Die wichtigsten Schutzrechte

Patent, Gebrauchsmuster und Geschmacksmuster sind die wichtigsten gewerblichen Schutzrechte. Grund genug, sie vorzustellen.

Das Patent
Das Patent schützt als hoheitlich erteiltes gewerbliches Schutzrecht technische Erfindungen. Das können sowohl Verfahren als auch Vorrichtungen sein. Der Patent­inhaber erhält für einen Zeitraum von maximal 20 Jahren, rückwirkend ab dem Tag der Anmeldung, ein Quasimonopol für die Nutzung seiner Erfindung.

Voraussetzungen für die Erteilung eines Patents durch das Deutsche Patent- und Markenamt (DPMA) sind: Die Entwicklung muss gewerblich anwendbar sein; sie muss das  Ergebnis einer erfinderischen Tätigkeit sein; sie muss tatsächlich neu sein. Eine Entwicklung, die zum Zeitpunkt der Anmeldung bereits publiziert und damit öffentlich zugänglich ist, gilt als „Stand der Technik“. Als solche kann  sie nicht mehr patentiert werden.

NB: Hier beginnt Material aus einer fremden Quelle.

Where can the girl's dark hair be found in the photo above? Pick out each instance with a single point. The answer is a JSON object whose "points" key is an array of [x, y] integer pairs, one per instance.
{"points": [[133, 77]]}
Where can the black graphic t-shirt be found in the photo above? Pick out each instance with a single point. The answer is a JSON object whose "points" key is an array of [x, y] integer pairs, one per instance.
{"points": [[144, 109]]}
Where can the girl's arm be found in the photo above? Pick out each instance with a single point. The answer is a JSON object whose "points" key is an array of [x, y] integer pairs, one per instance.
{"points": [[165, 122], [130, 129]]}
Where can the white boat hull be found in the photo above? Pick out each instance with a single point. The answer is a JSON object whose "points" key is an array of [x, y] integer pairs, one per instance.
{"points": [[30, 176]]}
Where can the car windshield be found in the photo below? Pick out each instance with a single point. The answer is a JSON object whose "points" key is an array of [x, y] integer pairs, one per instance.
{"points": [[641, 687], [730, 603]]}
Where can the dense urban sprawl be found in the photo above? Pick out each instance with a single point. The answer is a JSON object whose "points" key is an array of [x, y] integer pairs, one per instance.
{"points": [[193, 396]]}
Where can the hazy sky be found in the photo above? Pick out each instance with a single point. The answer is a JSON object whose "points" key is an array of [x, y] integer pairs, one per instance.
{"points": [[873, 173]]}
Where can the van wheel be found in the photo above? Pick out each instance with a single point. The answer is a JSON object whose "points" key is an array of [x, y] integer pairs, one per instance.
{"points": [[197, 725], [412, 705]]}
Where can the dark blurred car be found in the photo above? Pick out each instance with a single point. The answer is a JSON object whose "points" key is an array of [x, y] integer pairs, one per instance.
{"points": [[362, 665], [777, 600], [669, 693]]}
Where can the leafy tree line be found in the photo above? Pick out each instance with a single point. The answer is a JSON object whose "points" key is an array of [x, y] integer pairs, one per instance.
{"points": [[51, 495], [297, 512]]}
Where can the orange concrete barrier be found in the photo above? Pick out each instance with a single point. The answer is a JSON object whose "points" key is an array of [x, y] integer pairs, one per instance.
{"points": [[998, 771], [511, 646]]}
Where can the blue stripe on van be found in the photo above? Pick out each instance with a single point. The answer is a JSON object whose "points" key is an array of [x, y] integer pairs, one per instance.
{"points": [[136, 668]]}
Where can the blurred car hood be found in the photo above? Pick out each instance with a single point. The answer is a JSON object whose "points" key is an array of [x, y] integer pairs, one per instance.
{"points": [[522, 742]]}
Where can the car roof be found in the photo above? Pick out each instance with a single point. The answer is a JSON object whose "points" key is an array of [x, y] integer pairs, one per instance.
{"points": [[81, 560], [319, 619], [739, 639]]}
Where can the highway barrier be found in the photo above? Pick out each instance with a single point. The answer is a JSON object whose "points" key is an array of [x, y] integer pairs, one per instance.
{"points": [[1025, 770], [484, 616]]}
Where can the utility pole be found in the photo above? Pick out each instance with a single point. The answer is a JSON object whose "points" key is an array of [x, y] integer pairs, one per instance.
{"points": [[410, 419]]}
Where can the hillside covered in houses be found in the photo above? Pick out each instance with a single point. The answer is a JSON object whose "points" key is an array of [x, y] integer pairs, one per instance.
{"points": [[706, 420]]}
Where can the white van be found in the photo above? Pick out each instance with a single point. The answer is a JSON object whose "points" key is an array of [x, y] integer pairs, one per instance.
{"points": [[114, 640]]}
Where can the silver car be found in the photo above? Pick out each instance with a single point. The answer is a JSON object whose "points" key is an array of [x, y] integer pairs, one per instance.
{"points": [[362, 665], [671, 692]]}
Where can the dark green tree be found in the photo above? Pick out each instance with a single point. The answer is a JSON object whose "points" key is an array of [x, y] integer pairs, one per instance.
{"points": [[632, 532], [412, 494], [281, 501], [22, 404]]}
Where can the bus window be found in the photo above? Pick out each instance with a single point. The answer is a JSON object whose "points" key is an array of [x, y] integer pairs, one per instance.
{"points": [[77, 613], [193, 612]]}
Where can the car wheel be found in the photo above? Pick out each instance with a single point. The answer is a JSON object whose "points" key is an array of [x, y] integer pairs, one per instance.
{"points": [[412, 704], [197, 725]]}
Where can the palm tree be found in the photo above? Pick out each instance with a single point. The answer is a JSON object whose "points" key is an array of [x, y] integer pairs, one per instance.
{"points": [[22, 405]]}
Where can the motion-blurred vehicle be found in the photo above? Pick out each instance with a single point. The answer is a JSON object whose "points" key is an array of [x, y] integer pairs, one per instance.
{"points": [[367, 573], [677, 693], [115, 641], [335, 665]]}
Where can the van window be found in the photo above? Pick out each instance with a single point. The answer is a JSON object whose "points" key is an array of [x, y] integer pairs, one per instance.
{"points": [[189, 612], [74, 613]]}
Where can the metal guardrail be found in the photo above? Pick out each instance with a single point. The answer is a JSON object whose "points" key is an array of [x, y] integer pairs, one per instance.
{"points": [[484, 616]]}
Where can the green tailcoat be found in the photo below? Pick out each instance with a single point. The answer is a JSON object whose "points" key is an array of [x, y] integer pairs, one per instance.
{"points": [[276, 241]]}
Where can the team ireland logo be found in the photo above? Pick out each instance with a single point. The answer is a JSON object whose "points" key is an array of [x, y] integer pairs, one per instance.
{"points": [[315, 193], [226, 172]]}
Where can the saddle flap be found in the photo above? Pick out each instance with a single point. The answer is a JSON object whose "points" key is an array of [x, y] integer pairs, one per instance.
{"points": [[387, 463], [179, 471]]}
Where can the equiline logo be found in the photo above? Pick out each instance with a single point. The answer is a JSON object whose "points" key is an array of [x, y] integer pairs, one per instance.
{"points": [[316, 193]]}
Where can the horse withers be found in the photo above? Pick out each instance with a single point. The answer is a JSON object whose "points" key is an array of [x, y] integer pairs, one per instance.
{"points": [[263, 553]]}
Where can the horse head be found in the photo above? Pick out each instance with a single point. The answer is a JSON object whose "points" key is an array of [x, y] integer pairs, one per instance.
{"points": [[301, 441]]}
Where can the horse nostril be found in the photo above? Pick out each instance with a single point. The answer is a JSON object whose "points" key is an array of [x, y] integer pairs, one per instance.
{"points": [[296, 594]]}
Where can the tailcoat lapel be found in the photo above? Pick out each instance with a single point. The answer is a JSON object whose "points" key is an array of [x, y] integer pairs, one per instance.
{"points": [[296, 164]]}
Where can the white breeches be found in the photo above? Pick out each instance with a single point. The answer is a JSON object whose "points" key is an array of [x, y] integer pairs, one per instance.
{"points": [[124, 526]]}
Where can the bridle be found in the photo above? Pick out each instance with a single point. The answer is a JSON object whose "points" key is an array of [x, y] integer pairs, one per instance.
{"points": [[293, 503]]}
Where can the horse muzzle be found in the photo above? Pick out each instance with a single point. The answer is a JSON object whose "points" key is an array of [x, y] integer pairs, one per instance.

Frühestens acht Monate, spätestens sieben Jahre nach Patentanmeldung kann ein Prüfungsantrag gestellt werden. Das DMPA prüft, ob die Voraussetzungen für die Patentvergabe erfüllt sind. Ein Patentverfahren dauert in Deutschland in der Regel ein bis zweieinhalb Jahre.

Das Gebrauchsmuster
Das Gebrauchsmuster schützt ausschließlich Vorrichtungen und ist dabei die schnelle, preiswerte Alternative zum Patent. Es gelten die gleichen Voraussetzungen, diese werden vom Patentamt aber fast nur formell geprüft.  Die Pflicht zur sorgfältigen Recherche liegt also beim Antragsteller. Sind die Voraussetzungen nicht erfüllt, lassen sich im Ernstfall keine Rechte von der Anmeldung ableiten. Die Eintragung wird gelöscht. Im Gegensatz zum Patent wird die Anmeldung eines Gebrauchsmusters bereits 3–4 Monate nach Antragstellung veröffent­licht. Die Schutzdauer beträgt höchstens zehn Jahre. Auch gilt das beim DPMA eingetragene Gebrauchsmuster nur für Deutschland. Anders als beim Patent gibt es keine internationale oder europäische Gebrauchsmusteranmeldung.

Geschmacksmuster
Das Geschmacksmuster ist der Bruder des Gebrauchsmusters. Es schützt Gestalt, Design und Ästhetik von Produkten vor Nachahmung. Die Schutzdauer kann bis zu 25 Jahren aufrecht erhalten werden. Zudem besteht die Möglichkeit, ein internationales Geschmacksmuster anzumelden.

 

Patentschutz – was kostet das*?
Das Deutsche Patent- und Markenamt (DPMA) erhebt für die Patentanmeldung folgende Gebühren:
Anmeldeverfahren elektronisch    40 Euro
Anmeldeverfahren Papierform      60 Euro
Recherche                                 250 Euro
Prüfungsgebühr nach
gestelltem Rechercheantrag       150 Euro
Prüfungsgebühr ohne
vorherigen Rechercheantrag      350 Euro
Jahresgebühr 3. Patentjahr         70 Euro
Jahresgebühr 4. Patentjahr         70 Euro
Jahresgebühr 5. Patentjahr         90 Euro
...
Jahresgebühr 10. Patentjahr     350 Euro
...
Jahresgebühr 15. Patentjahr  1.060 Euro
...
Jahresgebühr 20. Patentjahr  1.940 Euro

 * Stand Juni 2010. Aufgeführt sind nur die DPMA-Gebühren. Evtl. anfallende Beraterhonorare (insb. für einen Patentanwalt) sind unberücksichtigt.

 

Sieben Fehler, die Erfinder unbedingt vermeiden sollten
•    Die Erfindung ist komplexer als das Problem, auf das sie reagiert.
•    Der Erfinder hat das Problem nicht genau untersucht und damit keine Chance auf eine adäquate Lösung.
•    Die Erfindung wird nicht bis zur Patent- oder Gebrauchsmuster­anmeldung geheim gehalten.
•    Rechercheversagen: Die Erfindung ist nicht neu, sondern bereits Stand der Technik.
•    Die Erfindung ist patentiert, nur will sie niemand haben.
•    Der Erfinder hat eine unrealistische Vorstellung vom Wert seiner Erfindung. Das erschwert die Lizenzvergabe.
•    Der Erfinder glaubt, seine Entwicklung geheim zu halten ist sicherer als eine Patentanmeldung.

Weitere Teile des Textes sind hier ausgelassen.